The requirement for agility comes at different levels in respect to LADs. Translating LADs into products that genuinely improve learning outcomes requires constant monitoring and analysis of their usage patterns, user feedback and ultimately the gathering of evidence into their efficacy. The consequences of this are an increase in resource costs for maintenance and continuous refinement of the LADs. Continuing support from the institutions and willingness to provide ongoing long-term refinements need to be secured ahead of time. Sun et al. (2019) point out that improvements of these types of systems needs to go beyond pilot and deployment stages, and that underlaying assumptions used to develop these systems need to be re-assessed as adjustments are made to enhance the design or functionality. For best results, the design of dashboards should be iterative with continuous feedback from learners in order to ensure that an operationalized product is actually useful. This is time and resource intensive and requires agility.
From a data-oriented point of view, agility and the ability to integrate new data streams into LADs are paramount. Universities are rapidly incorporating modern technologies for course delivery and improving the learning experience. The technologies sometimes augment what is already in place, while other times, they completely replace legacy processes and systems with new ones. This process has been accelerating recently and will continue to do so. The consequence is that new and more diverse digital footprints will continue to be generated by learners especially with the increased demand in online education in the aftermath of COVID-19. Therefore, adaptability and rapid responses in integrating new data sources must be set forth to identify new features that can improve the predictive power of deployed models.

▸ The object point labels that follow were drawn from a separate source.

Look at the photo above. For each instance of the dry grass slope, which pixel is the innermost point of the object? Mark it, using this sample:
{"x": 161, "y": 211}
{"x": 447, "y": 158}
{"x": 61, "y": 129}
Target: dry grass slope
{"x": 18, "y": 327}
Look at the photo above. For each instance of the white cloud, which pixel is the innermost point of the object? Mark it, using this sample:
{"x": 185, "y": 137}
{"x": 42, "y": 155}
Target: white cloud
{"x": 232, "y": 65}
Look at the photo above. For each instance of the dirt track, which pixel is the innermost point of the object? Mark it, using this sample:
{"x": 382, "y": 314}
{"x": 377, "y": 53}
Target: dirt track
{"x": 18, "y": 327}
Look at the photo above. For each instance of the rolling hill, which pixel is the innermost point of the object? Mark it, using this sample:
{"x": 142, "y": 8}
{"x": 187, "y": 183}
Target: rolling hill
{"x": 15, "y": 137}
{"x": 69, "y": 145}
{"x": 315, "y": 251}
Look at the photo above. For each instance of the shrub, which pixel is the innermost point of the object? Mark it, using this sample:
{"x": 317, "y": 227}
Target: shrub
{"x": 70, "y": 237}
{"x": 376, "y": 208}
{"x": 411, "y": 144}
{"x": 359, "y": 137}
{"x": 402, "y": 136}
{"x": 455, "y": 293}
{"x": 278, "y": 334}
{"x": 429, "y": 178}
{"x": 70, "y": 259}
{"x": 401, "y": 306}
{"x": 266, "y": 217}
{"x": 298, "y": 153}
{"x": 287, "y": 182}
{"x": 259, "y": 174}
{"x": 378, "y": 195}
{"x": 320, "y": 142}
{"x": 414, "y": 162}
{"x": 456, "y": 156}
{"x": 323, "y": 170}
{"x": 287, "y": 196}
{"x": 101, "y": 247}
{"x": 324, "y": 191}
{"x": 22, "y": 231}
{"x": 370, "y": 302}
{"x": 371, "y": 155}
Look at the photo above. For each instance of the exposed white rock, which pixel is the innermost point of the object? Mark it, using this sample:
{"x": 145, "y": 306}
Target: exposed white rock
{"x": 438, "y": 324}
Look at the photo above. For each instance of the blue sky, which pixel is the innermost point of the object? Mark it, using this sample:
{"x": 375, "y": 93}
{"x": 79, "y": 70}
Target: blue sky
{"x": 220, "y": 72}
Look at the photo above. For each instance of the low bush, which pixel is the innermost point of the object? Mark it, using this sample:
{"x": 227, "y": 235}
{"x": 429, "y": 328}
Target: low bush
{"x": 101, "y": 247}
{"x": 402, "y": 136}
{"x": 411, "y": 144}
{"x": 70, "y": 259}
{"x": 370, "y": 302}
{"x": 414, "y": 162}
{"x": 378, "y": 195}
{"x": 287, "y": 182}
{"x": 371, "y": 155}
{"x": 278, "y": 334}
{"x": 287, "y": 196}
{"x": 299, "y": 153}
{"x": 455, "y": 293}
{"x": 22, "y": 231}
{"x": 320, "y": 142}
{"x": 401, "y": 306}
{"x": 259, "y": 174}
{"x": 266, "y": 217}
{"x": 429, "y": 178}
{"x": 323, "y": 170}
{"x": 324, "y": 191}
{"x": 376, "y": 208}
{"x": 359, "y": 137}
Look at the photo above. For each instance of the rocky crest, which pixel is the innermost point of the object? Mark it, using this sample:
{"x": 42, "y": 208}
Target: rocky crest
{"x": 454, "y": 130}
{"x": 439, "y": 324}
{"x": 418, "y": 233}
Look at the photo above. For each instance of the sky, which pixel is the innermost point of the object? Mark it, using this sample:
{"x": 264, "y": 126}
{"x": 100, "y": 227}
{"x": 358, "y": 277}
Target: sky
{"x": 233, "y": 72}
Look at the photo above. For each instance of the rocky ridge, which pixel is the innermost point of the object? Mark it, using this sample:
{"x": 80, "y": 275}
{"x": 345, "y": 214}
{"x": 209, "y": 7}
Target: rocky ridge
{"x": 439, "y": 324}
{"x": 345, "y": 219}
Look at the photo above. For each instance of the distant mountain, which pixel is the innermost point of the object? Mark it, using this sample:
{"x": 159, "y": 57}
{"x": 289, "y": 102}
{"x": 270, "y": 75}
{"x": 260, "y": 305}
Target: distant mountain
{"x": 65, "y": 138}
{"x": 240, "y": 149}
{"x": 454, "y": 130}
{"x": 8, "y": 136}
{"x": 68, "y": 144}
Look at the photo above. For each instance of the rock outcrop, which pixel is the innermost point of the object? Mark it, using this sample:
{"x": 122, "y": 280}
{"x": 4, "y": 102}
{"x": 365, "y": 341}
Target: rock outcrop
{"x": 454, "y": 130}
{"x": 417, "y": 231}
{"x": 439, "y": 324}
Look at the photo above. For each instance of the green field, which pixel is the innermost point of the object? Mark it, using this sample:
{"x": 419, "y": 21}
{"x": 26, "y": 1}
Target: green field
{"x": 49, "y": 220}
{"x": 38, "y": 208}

Finally, profound insights are compelling. They demand action if negligence is to be avoided. Deep insights can be game-changers and often call for swift action even when this is inconvenient. For example, if predictive models powering the LADs identify certain qualifications within an institution’s portfolio as being key predictive drivers towards poor completion rates, then this would need to trigger action and possibly advice on changes that may neither be convenient for an institution, nor even align with their overarching strategic goals. With deployment of LADs, therefore, comes the responsibility of asking the tough questions in adapting to the suggested changes that can have a better institutional impact.